With respect to patient age, there was a significant and interesting difference in microbiota between our subgroups of 3–8 and 9–14 years of age. Whether age-specific environmental factors, such as food intake or host immune system, serve as explanation for this finding is yet to be answered.

Finally, the most important finding was the significant difference in microbiota composition identified when comparing samples from patients who were treated with NSAIDs or NSAIDs plus (+) a disease-modifying antirheumatic drug (DMARD), such as methotrexate, sulfasalazine, prednisone or bisphosphonates. Thus, the use of medication revealed alterations that show that anti-inflammatory and immunomodulating strategies, such as COX‑1 and COX‑2 inhibition, or interference with purine metabolism and downregulation or blockade of proinflammatory cytokines may play a measurable role in the shift of the oral microbiome. Regression analyses would be necessary to further confirm this hypothesis; however, our pilot study only involves a relatively small sample size where these statistical methods are of no further benefit. So in order to further clarify the actual role of the microbiome in this context, larger studies with more patients and more homogeneous cohorts are needed.

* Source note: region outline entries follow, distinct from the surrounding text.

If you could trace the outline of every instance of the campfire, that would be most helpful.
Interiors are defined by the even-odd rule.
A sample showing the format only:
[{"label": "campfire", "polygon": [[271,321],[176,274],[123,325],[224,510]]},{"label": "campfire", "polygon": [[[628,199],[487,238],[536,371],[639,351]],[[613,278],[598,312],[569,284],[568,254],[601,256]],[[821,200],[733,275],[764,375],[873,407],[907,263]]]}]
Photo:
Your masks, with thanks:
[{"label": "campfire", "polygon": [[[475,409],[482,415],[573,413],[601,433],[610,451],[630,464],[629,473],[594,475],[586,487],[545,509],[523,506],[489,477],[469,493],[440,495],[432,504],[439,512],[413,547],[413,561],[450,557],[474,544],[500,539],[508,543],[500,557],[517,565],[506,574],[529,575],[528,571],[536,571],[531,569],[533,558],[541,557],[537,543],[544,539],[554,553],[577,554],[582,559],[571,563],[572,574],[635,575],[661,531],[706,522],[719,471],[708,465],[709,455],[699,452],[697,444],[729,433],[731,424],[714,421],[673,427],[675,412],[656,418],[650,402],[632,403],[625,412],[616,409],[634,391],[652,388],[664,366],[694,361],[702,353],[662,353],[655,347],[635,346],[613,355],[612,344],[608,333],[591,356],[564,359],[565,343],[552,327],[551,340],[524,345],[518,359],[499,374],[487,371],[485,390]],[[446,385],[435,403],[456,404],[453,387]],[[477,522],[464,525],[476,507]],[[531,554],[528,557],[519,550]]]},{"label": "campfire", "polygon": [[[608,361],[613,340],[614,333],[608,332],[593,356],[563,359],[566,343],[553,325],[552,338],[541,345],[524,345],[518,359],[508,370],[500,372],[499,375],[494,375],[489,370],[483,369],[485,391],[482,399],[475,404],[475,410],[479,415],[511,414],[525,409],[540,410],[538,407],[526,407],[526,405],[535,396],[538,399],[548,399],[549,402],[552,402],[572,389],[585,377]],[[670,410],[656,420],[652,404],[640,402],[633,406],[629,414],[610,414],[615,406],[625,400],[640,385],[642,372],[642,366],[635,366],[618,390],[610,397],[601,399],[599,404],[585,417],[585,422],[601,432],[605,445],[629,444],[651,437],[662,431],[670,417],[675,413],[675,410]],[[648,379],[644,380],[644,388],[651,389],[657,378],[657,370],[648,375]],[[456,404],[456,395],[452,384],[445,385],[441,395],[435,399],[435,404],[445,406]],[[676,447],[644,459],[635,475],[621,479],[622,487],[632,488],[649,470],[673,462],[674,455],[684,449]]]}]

No significant differences were seen between male and female patients; however, this may also be attributed to the small sample size.

Altogether, this pilot study provides the first description of the oral microbiome of children and adolescents with CNO. This study adds to the hypothesis that alterations of the microbiome may play a role in CNO and that the oral microbiome may be used for a systematic analysis of microbial changes in autoinflammatory bone disease, helping to better understand the complex interplay of genetics, cytokine dysregulation and environmental factors in the etiopathogenesis of CNO.

As patients were examined independently of disease activity in our study, we examined two different time points in order to detect an individual change of the microbiome at different states of disease activity. The control group consisted of 36 healthy adults, and a significant difference in microbial composition between patients and controls was detected; however, in order to overcome age-dependent differences an age-matched group should be the goal for future trials in order to better verify these findings.

A shortcoming of our study was the small sample size and the heterogeneity with respect to disease pattern (unifocal vs. multifocal). Here, future trials with a greater sample size and a more homogeneous group are needed to further elucidate the actual impact of the microbiome and furthermore draw conclusions regarding different microbial phenotypes.

In the context of juvenile rheumatic diseases, studies dealing with the role of the microbiome in juvenile idiopathic arthritis, the most common rheumatic disease in children and adolescents, have shown interesting results [19, 20]. Recently, a prospective inception cohort of Dutch and Italian JIA patients has supported the hypothesis of gut dysbiosis in JIA. The group showed decreased richness in samples from patients with persistent disease activity compared to healthy controls. A relative increased or decreased abundance of certain species (e.g. Erysipelotrichaceae, Allobaculum, Faecalibacterium prausnitzii) was found in patients and controls [21].

Dong et al. presented data on the change of the (intestinal) microbiome in another autoinflammatory disease, systemic juvenile idiopathic arthritis, demonstrating microbial differences between children in two different disease states (active, inactive) and healthy children [22].

Conclusion

This pilot study of the oral microbiome in children and adolescents with CNO generated data regarding the microbiome’s potential influence on disease activity. Microbial changes between age groups and upon introduction of anti-inflammatory and immunomodulatory medication were seen.

Further studies in bigger, homogeneous collectives are needed to further elucidate the role of the microbiome in the etiopathogenesis of autoinflammatory disease, in order to ultimately tailor therapeutic strategies comprising dietary interventions that may help to achieve a lasting remission.